A restoration of the Dog House Tavern and a reopening of the historic bar may soon be on the way in Langley.
Owners Janice and Charlie Kleiner recently received conditional approval from a pair of Langley citizen boards to move forward with conceptual designs.
Plans for the building include a residence and office/retail space upstairs, a restaurant and bar at street level, an event space on the lower level, and a two-car garage for the residents off the Anthes Avenue hill. Off the back of each floor juts a deck looking out toward Camano Island and Saratoga Passage.
Based on the concept designs and architect Duaine Weston’s presentation to the Design Review Board on May 19, the building’s facades will remain largely unchanged, including the bright red paint.
“Bob (Waterman) and his group are going to hold you to the fire on that one,” said Bob Dalton, the design board’s chairman, referring to Waterman and the Langley Historic Preservation Commission.
The Kleiners, the building’s owners since 2010, submitted the conceptual designs to the city’s Historic Preservation Commission and Design Review Board this week. Prepared by Duaine Weston & Associates and architect David G. Welsh, the design passed muster with the preservation commission — an unofficial step in the process. Waterman said the Kleiners were interested in seeing if their changes — such as the decks, a different First Street awning and restoring the old windows — would qualify them for the city’s historic register and a property tax break. They presented their drawings to the preservation commission May 12.
“Our sense was in looking at their plans that, although there will be additions such as the decks and windows, the main mass and two sides — south side and west side, would retain their historic characters,” Waterman said in followup interview Thursday.
On Tuesday, Janice Kleiner and Weston made a similar presentation to the Design Review Board. Other than a few concerns about lighting, fire escapes, future signage and paint color, the design board members were pleased with what they saw.
“It’s low impact and I support it,” said Ron Kasprisin, a design board member, after looking at the design specs.
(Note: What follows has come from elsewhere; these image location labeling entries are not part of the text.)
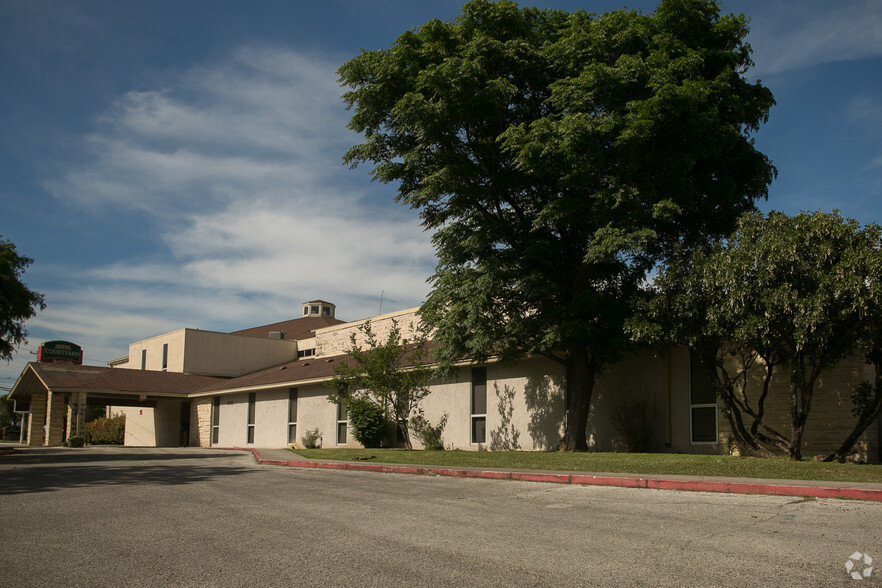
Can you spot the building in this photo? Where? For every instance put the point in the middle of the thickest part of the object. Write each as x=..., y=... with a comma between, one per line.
x=264, y=387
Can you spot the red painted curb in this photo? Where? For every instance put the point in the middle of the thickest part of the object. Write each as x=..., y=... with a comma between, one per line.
x=590, y=480
x=548, y=478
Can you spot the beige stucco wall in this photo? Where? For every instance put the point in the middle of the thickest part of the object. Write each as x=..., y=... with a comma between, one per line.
x=336, y=339
x=210, y=353
x=830, y=419
x=221, y=354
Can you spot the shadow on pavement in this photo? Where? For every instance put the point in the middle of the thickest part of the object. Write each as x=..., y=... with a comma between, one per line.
x=47, y=470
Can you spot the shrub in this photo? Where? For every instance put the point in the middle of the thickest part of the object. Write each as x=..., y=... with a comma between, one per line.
x=104, y=431
x=368, y=422
x=425, y=432
x=311, y=440
x=632, y=419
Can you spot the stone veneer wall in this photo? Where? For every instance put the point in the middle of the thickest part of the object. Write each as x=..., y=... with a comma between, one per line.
x=200, y=422
x=337, y=339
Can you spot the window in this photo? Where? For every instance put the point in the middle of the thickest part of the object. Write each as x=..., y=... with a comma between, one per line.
x=479, y=405
x=215, y=420
x=702, y=404
x=292, y=415
x=341, y=423
x=252, y=405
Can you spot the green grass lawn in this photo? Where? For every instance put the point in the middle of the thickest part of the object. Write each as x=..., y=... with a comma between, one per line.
x=632, y=463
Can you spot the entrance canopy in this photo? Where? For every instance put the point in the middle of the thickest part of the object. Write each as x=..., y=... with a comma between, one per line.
x=48, y=387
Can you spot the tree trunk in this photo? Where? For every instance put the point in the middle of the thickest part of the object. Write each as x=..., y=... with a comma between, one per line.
x=580, y=386
x=405, y=433
x=869, y=413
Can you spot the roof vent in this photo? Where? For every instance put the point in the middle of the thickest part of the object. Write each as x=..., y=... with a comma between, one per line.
x=319, y=308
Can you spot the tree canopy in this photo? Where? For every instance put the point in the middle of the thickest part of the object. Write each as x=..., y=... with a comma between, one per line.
x=557, y=157
x=18, y=303
x=782, y=295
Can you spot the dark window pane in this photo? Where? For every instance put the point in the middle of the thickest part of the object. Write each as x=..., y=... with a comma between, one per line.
x=479, y=391
x=700, y=385
x=704, y=425
x=292, y=405
x=479, y=430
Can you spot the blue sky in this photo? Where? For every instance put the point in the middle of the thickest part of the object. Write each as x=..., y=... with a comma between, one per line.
x=174, y=164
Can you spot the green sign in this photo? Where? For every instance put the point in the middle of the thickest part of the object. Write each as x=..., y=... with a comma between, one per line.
x=60, y=351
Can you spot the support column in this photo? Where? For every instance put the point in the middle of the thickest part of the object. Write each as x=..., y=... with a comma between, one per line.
x=76, y=415
x=55, y=415
x=200, y=422
x=37, y=420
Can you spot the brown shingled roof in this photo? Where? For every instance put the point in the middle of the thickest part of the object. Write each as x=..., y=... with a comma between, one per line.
x=59, y=376
x=314, y=368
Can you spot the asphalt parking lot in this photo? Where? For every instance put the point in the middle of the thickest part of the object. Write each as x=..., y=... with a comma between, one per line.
x=195, y=517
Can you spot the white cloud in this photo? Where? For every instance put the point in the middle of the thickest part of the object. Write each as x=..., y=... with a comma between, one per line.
x=793, y=35
x=239, y=162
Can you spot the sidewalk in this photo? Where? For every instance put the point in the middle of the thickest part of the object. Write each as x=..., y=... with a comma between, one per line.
x=853, y=490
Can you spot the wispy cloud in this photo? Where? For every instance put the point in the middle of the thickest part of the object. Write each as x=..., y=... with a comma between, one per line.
x=788, y=36
x=239, y=162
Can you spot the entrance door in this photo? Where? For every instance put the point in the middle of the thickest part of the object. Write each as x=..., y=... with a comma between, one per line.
x=184, y=440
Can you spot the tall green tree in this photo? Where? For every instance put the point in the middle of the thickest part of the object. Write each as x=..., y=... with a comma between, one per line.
x=18, y=303
x=782, y=297
x=392, y=375
x=557, y=157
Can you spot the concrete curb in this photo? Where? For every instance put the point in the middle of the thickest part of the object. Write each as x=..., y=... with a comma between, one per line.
x=781, y=489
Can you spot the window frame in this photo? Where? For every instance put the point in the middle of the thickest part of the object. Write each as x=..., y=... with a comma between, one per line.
x=252, y=413
x=700, y=406
x=215, y=420
x=478, y=380
x=293, y=401
x=342, y=427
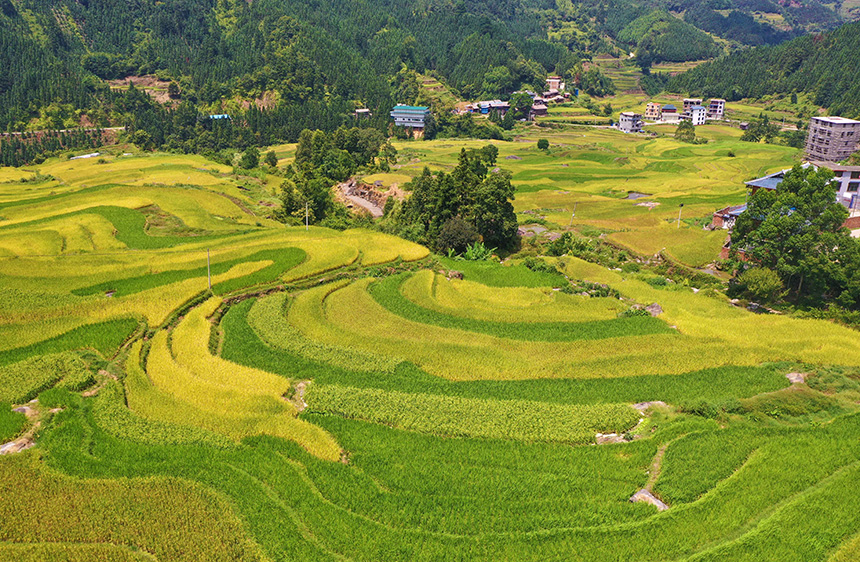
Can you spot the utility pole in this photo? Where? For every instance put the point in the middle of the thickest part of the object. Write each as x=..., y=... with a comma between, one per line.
x=573, y=214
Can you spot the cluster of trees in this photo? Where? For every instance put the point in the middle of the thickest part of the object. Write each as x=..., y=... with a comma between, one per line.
x=450, y=211
x=813, y=63
x=735, y=26
x=659, y=36
x=794, y=237
x=18, y=150
x=323, y=159
x=761, y=129
x=323, y=53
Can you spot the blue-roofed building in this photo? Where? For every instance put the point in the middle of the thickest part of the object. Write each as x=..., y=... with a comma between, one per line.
x=412, y=116
x=725, y=218
x=770, y=181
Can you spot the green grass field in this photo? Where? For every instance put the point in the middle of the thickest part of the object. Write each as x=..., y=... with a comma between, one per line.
x=340, y=396
x=592, y=170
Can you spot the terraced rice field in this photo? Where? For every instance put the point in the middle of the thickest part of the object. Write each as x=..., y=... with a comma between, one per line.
x=591, y=171
x=341, y=396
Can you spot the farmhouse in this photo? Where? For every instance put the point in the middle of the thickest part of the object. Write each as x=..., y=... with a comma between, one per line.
x=487, y=107
x=669, y=113
x=652, y=111
x=725, y=218
x=537, y=110
x=410, y=116
x=696, y=114
x=690, y=102
x=554, y=83
x=630, y=122
x=716, y=108
x=846, y=185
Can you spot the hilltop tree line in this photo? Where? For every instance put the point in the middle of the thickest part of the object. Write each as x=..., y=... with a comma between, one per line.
x=817, y=64
x=309, y=59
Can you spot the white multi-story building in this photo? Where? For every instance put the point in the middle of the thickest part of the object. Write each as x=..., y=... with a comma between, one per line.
x=696, y=114
x=831, y=139
x=630, y=122
x=716, y=108
x=690, y=102
x=652, y=111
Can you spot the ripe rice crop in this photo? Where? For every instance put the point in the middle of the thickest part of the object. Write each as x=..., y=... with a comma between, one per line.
x=268, y=317
x=111, y=413
x=327, y=314
x=504, y=304
x=281, y=261
x=473, y=417
x=168, y=517
x=64, y=552
x=221, y=396
x=387, y=293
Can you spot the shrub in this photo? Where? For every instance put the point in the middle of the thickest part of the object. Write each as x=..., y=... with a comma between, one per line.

The Dog House Tavern has come a long way in just the past two years. After a stop-and-start restoration and renovation plan, the building’s outcome looked grim.
In 2014, the Langley City Council passed an ordinance outlining steps for demolishing buildings that are eligible to be or already on the National or Washington historic registers. The rules came in response to an inquiry by the Kleiners about demolition, which prompted the city to adopt guidelines for historic building destruction that would prevent demolition by neglect and allow Langley to keep buildings it found historically important.
Now that the locally beloved but long dormant Dog House is on its way to waking, city officials are getting behind the project. Waterman said he fully supported their designs because they were in line with the structure’s history.
“This is a combination of a preservation and restoration project,” Waterman said at the Design Review Board’s meeting Tuesday.
Weston was seeking a general nod from city representatives before going forward for a structural engineer’s designs to be submitted to the Community Planning department for review. The four members said they conditionally okayed the concepts, but still needed to review the exterior lighting, signage and awning before giving a full approval.